Wayland Town Crier 9/15/10: Staff, patrons celebrate reopening of Wayland Public Library. Fresh paint, fresh carpeting, and fresh smells are the order of the day at Wayland’s newly refurbished and reopened public library. The facility was shut down in late March after two subsequent weekends of storms that brought record rainfall which inundated the Children’s Room, public rest rooms, offices, and elevator shaft on the lower level. Approximately 200 people attended an open house last Sunday officially marking the reopening.
Wayland Town Crier 5/20/10: Learning lessons from Wayland's 'Great Flood' of 2010. What did we do right? What did we do wrong? What can we learn going into the future? Wayland’s "Great Flood" of 2010 was poked, prodded and probed from every angle last week at a public forum held by the Board of Selectmen. Those on hand to respond to concerns and comments included Town Administrator Fred Turkington, Police Chief Robert Irving, Fire Chief Robert Loomer and Highway Superintendent Stephen Kadlik. The Large Hearing Room was packed with residents – many from the hard-hit Rolling Lane/Old Farm Circle and Squirrel Hill neighborhoods – who wanted to share their experiences, thank town officials for their help, ask questions, and make recommendations to deal with such a disaster in the future.
Boston Globe 4/29/10: Towns add up flood damage for federal grants, and figures show wide range. While around $35 million in federal relief funds has already been distributed to property owners, Governor Deval Patrick announced last week that cities and towns would be eligible for relief as well. It will cover up to 75 percent of costs for damage to public facilities and overtime for municipal employees deployed in disaster relief roles. Wayland, which sits along the banks of the Sudbury River, has been hampered in its efforts to collect information because one of the many buildings damaged by flooding was the town’s Public Safety Building. Other damaged facilities include pumping stations and the Wayland Free Public Library, which is still closed. "There are neighborhoods, like Squirrel Hill and Rolling Lane, where people are still pumping out their basements six weeks later,’’ said Police Chief Bob Irving. "We were rescuing people from Pelham Island Road in duck boats. It was really bad." After the first storm, Irving said he estimated the damage to Wayland’s public facilities to be $563,000, with at least another $100,000 estimated from the second flood.
Wayland Town Crier 4/29/10: No cost estimate yet on repairs to Wayland Library. According to the best estimates from John Moynihan, Wayland’s public facilities director, the Wayland Library will remain closed until at least the early part of July due to the flooding caused by last month’s heavy rains. The lower level has sustained serious damage to walls, insulation, flooring, fixtures and the elevator. The upper level has remained largely unaffected, though it is being used as overflow storage. Moynihan is seeking qualified contractors and bids for the repair work.
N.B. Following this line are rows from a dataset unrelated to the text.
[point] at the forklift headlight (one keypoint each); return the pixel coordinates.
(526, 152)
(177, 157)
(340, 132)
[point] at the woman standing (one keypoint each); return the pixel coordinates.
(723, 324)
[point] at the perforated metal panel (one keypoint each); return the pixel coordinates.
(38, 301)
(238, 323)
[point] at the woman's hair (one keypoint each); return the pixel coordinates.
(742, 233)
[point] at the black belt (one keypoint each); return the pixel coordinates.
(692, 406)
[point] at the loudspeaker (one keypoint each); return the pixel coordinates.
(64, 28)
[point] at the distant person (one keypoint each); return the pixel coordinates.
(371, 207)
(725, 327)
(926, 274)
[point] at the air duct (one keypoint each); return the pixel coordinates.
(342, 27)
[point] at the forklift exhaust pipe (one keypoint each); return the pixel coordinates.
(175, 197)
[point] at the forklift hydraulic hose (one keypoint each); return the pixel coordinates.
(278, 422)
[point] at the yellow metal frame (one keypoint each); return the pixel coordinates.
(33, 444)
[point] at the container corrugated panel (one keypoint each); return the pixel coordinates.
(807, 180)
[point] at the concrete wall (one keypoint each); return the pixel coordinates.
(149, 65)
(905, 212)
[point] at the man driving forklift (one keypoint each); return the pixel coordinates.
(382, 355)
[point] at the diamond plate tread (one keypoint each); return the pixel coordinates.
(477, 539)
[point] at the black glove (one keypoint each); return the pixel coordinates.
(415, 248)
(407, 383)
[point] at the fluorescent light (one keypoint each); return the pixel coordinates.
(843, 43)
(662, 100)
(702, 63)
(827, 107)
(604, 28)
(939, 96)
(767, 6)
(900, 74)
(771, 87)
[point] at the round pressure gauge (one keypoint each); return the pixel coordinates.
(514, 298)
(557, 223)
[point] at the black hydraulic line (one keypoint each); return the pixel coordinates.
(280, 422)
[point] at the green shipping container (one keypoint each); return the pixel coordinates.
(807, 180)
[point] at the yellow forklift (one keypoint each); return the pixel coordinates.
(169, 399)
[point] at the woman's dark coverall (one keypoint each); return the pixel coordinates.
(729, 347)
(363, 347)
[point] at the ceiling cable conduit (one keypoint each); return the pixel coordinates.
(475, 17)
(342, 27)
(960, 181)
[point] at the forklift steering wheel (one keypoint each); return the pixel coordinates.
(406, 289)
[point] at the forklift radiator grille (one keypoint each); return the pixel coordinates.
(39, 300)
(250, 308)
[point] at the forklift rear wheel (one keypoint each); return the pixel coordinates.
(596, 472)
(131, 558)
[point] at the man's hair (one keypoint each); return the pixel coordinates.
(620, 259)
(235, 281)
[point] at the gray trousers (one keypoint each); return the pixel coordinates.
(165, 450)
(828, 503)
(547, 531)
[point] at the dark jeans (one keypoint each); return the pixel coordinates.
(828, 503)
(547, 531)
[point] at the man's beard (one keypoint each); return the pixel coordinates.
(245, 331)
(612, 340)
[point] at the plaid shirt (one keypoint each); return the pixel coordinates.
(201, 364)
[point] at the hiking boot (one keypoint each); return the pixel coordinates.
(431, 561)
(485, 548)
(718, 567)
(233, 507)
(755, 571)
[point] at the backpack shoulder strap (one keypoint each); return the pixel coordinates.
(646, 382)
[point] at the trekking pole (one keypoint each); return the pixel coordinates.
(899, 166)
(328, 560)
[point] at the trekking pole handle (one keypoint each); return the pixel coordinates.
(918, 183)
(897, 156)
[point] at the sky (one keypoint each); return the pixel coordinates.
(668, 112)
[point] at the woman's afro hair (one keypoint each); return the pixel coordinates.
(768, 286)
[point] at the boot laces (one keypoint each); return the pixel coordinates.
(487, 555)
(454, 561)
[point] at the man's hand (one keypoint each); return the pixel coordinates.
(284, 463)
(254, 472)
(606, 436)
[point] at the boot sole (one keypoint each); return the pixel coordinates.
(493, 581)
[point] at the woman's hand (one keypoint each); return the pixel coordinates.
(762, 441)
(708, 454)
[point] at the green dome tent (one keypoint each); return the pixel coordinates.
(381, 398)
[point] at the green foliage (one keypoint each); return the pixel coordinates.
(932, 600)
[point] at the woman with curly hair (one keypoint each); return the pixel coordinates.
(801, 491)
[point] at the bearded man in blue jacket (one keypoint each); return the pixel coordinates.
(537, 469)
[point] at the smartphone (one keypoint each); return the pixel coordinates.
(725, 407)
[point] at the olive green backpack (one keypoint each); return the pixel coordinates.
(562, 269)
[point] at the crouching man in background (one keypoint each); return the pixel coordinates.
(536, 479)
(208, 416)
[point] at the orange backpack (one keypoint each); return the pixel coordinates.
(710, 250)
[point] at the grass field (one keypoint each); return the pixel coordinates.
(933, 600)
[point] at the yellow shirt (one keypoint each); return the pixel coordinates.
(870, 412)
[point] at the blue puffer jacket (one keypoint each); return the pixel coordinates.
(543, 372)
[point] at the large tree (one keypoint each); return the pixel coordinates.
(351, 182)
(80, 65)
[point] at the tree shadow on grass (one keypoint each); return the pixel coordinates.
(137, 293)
Wayland Town Crier 4/8/10: Everything you ever wanted to know about Pelham Island. Is Pelham Island really an island? The short answer is yes – right now. The long answer is – only during flooding. Forty-four years ago when I moved to the island, my longtime neighbor said flooding occurred regularly every 11 years. That was then. Not so today. Flooding occurs much more often, though no more severe than in the past, but lasting longer.